By measuring the mechanical characteristics of the tumor ECM, AFM measurements of the tissue can be applied in diagnostics by distinguishing healthy from malignant tissue or by determining the invasive potential of a tumor. Plodinec et al. (2012) used AFM to measure the stiffness of human breast cancer biopsies. The study concluded that the mechanical properties of the tissue can be used as a distinct mechanical fingerprint of cancer-related changes, differentiating between normal, benign, and invasive tumours [31]. If these findings can be applied to other types of cancers at different stages, nanomechanical signatures can have high diagnostic potential. In the case of lung metastases, if the mechanics of the metastatic ECM are consistent with the primary tumor, clinical mechanical measurements could aid in the identification of the primary site, especially in cases where histological assessment is insufficient (e.g., cancer of unidentified primary, or CUPs).

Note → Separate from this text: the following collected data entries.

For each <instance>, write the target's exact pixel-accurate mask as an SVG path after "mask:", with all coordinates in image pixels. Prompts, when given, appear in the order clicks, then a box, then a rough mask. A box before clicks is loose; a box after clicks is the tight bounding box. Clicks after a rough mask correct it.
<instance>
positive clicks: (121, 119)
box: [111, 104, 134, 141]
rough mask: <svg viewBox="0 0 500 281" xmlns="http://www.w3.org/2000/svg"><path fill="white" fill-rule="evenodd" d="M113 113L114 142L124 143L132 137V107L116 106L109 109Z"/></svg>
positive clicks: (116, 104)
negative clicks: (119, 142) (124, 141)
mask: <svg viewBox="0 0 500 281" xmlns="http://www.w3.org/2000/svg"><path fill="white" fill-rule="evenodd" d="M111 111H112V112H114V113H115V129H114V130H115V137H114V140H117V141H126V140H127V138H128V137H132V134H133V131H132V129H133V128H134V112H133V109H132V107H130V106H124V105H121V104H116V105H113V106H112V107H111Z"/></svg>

Finally, our findings indicate missing opportunities regarding how the tumor ECM is being considered in pharmacological approaches. The tumor ECM structures, namely, the ECM-rich regions, are not typically targeted in cancer therapeutics; thus, even if cancer cells are removed, patients are left with extremely stiff and large fibronectin-rich structures in their lungs. Therefore, if left untreated, these structures could not only leave them with lifelong breathing difficulties but, since fibronectin is a chemoattractant and promotes tumor growth, could facilitate “re-invasion” of the tissue. Collectively, our results shed new light on the role of fibronectin in the reorganization and mechanical changes of the ECM during lung metastasis, and point to the connection between fibronectin secretion, tumor hypoxia, cell necrosis, and potentially LOX expression in the process of tumor development. As such, these interconnections suggest a new arena of signaling cascades that can be targeted against lung metastasis.

5. Conclusions

This study aimed to characterize the extracellular matrix (ECM) of lung metastases from two different metastatic models: melanoma lung metastases (B16F10) and Lewis lung carcinoma metastases (LLC1). The results show that the tumor ECM is not as disorganized as previously thought, and that desmoplasia is not restricted to the tumor surroundings. Different ECM structures were found, likely formed by different mechanisms, and not by random deposition or degradation of the pre-metastatic ECM. The study linked ECM mechanical changes to changes in ECM composition, such as softening caused by basement membrane degradation, and identified fibronectin as a key ECM protein displaying deposition changes in every stage of lung metastases progression. Differences in the mechanical and invasion phenotypes were also observed between the two models, supporting the idea that different primary origins produce different tumor environments, while similarities in ECM composition could be attributed to an influence of the target organ environment on tumorigenesis. Overall, the findings in this article suggest that ECM mechanics can reflect underlying malignant mechanisms and evolve alongside tumor progression, and that understanding the differences in ECM between different tumors could aid in the development of new tumor microenvironment-targeting therapeutics.